Donc, je ne vous cache pas ma colère quand, en vue d’organiser une petite fête pour les 3 ans de ma fille, je vais au supermarché de la rue Ogé après le boulot pour en vitesse échanger – ticket de caisse et reçu de carte de crédit en main – un produit défectueux. En premier lieu, le vigile me tape sur l’épaule sur le pas de la porte et m'annonce la couleur : "Madame, ou dwe banm valiz" ["Madame, il faut laisser votre sac à l'accueil"]. Je me tourne vers lui pour m’exécuter quand je vois passer devant moi une femme blanche qui m’a même un peu bousculée parce que, en fait, je bouchais le passage. Distraitement, je la regarde investir les premiers rayons du magasin et... que vois-je ? Elle porte, elle aussi, un sac à dos, exactement comme le mien. Mais aux yeux de cet homme, la femme qui vient de passer est invisible ! Alors, je ramasse le peu d’énergie qui me reste de ma journée pour lui crier : "Ou avèg ? Pou kisa ou pa pran valiz madanm sa a ki pase devan nou la ?" Il a dû piger – à mon ton – qu’il ne fallait pas qu’il me cherche trop, parce qu’il me lance un inaudible : "Ok, ok, ale non". Fin de l’épisode.
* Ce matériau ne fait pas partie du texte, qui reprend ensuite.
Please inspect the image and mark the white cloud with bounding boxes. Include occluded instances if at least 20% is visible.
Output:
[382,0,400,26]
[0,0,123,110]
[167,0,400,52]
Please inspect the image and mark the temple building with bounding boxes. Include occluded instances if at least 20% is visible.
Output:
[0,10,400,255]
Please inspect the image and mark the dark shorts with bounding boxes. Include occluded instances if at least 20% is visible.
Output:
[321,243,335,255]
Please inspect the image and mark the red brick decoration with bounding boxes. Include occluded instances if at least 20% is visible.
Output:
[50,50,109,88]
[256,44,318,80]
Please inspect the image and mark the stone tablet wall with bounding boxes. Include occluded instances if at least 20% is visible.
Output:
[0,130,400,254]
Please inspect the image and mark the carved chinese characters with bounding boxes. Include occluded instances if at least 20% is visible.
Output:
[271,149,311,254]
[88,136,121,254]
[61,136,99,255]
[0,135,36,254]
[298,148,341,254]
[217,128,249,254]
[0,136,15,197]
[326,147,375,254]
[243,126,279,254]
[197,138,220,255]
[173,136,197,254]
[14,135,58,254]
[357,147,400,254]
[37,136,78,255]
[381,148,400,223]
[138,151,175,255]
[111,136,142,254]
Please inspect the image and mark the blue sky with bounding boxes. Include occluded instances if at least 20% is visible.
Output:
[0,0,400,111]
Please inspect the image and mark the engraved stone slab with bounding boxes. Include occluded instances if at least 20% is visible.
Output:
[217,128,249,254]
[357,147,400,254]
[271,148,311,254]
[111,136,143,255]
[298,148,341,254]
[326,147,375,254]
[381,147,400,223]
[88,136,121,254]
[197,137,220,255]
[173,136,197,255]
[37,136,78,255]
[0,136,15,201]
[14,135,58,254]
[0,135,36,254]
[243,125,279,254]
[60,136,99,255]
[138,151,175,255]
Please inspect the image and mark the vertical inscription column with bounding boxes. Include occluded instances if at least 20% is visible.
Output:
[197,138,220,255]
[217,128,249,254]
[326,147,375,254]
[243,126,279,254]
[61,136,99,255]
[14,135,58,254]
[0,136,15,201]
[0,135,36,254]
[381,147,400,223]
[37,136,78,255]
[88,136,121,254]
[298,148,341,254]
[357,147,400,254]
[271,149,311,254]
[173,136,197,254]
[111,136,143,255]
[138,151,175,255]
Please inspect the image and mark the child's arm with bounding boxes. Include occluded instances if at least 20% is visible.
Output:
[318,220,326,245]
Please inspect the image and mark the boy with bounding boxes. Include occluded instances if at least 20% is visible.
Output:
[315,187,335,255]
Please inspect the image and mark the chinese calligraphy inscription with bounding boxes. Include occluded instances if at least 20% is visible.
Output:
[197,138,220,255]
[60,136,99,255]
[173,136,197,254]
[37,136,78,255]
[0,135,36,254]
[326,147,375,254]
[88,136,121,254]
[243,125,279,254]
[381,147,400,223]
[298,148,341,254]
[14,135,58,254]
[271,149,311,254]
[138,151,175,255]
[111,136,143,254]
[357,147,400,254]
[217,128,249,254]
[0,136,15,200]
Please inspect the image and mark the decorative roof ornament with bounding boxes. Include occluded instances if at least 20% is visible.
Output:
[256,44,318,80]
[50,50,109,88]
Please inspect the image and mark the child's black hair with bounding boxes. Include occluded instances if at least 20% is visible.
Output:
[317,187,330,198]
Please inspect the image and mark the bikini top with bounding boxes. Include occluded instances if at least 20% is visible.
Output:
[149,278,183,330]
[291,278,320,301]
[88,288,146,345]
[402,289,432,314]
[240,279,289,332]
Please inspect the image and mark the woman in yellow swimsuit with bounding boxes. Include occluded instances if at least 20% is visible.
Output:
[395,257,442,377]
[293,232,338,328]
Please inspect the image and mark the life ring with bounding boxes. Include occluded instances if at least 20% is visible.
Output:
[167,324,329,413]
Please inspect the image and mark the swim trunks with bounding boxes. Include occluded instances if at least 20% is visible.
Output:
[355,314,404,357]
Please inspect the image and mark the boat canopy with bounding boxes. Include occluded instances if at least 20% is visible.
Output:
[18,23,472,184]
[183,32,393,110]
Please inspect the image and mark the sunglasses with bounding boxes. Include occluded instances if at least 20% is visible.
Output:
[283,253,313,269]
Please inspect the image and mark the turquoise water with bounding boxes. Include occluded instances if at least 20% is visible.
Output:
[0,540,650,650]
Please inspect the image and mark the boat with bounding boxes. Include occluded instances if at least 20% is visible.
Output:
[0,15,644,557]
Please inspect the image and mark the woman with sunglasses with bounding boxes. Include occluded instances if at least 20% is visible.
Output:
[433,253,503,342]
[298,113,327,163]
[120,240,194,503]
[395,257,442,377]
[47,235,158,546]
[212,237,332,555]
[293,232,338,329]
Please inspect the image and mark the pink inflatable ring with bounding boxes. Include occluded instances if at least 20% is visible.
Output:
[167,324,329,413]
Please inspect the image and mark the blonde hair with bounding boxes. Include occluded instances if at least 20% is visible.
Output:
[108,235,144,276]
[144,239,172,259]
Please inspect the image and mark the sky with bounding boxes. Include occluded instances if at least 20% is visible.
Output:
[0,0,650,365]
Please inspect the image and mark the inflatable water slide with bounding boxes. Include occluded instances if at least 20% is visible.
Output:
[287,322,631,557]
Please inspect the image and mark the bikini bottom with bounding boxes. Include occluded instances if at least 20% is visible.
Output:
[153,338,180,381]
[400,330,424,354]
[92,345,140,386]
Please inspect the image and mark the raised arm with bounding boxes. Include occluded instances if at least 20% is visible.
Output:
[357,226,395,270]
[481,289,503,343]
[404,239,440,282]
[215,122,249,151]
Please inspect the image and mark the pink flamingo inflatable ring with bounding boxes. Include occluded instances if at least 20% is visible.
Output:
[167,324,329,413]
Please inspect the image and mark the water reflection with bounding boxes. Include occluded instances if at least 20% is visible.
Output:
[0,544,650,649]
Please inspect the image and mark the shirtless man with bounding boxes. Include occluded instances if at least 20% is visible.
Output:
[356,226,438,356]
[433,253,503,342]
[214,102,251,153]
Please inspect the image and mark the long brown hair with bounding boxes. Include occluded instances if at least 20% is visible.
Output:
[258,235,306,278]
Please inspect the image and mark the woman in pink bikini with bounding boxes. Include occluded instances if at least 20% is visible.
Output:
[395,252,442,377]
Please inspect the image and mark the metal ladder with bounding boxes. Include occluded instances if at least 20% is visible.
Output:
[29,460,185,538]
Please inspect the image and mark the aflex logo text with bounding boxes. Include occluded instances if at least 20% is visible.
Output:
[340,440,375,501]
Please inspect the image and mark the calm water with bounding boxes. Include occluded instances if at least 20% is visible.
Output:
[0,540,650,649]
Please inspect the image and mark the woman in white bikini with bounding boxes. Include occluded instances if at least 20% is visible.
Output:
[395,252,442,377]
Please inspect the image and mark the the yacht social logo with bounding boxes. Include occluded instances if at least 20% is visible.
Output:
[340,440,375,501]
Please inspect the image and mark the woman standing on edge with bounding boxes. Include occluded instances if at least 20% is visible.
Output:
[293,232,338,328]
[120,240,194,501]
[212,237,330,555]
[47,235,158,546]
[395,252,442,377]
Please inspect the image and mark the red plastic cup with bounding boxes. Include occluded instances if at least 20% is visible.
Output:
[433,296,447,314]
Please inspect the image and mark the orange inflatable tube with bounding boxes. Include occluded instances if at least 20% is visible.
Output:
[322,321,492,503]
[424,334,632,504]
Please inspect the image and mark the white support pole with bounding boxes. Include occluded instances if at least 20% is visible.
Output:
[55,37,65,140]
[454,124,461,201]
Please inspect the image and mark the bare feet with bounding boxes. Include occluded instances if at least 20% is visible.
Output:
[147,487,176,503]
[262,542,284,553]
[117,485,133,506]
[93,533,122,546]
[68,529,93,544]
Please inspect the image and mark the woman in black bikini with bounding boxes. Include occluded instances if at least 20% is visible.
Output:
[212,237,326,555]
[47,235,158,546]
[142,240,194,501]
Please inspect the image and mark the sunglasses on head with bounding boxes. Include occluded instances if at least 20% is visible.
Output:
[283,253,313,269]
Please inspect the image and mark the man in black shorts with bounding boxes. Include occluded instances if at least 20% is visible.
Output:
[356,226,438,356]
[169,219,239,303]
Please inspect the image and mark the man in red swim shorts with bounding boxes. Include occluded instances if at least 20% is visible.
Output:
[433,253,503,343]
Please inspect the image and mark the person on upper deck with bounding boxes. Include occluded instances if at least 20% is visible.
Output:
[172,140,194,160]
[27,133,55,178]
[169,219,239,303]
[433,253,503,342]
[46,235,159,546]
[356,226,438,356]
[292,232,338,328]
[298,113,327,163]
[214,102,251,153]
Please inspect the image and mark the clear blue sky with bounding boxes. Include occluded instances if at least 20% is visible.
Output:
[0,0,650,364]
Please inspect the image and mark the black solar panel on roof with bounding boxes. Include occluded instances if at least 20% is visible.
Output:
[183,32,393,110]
Africain-Américain, donc potentiellement voleur

Je rentre dans le supermarché et je me mets en quête d’un "superviseur", comme me l’a recommandé une caissière à qui j’ai expliqué mon cas. Après vérification du produit et quelques doutes sur mon honnêteté, on me fait finalement passer à la caisse avec un  just come de la part du fameux superviseur, qui ne parle ni créole ni français, juste un anglais approximatif.